As someone famed for his swims in the Yangzi River, Mao might have been delighted by the aquatic stadium and swimming and diving events. But he did value a governing party’s ability to control the news and give it a nationalistic spin–something that Chiang, also no slouch as a proponent of censorship, prized as well. And so, Mao’s ghost would have understood why the exploits of domestic athletes got more attention than did those of Michael Phelps on Chinese television.

Most significantly, Mao’s ghost would surely have been pleased to learn that, while athletes based on Taiwan can still compete as their own team, they cannot use their national flag or have their national anthem played during the games. This is just one of many aspects of Beijing in 2008 that shows the degree to which it is the Communist Party’s spin on the “one China” theme, not the Nationalist Party’s one, that remains dominant.

In the end, then, Mao would be the one most satisfied by the games. Geremie Barme, an Australian Sinologist who is a leading authority on both Mao and Chinese film, argues that there were subtle ways that the opening ceremonies invoked the Chairman. He notes that director Zhang Yimou took one of the Chairman’s watchwords (“using the past to serve the present and the foreign to serve China”) as his guide throughout.

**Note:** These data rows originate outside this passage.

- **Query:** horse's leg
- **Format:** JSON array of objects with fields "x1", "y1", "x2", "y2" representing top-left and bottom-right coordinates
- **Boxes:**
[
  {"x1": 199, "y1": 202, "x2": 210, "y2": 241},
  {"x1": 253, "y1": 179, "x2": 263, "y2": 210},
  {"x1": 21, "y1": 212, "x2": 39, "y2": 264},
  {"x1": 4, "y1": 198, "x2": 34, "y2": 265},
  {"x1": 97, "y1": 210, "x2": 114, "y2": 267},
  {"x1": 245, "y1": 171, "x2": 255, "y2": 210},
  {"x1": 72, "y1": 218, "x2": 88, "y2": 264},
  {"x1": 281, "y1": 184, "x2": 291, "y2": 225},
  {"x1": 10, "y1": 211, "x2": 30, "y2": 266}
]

This is doubtless true, but there is nothing subtle about some aspects of the games that would have pleased the Chairman, including the makeup of the crowd. After being humiliated on 1950s trips to Moscow, forced to play supplicating “little brother” to patronizing Soviet leaders, Mao was eager to see a day when foreign heads of great powers would come to Beijing on Beijing’s own terms. So Mao’s ghost would surely have liked the sight of Putin and Bush sitting in a Chinese stadium awash with red PRC flags, watching a spectacle that most foreigners found impressive, even if at times also a bit disturbing. And as Barme reminds us, though there were allusions to Confucius in the show, many of the choreographers and performers responsible for it were from an organization that was always very dear to Mao: the People’s Liberation Army, which he had once led into battle and ultimately led to victory over the forces of Chiang’s Nationalist Party.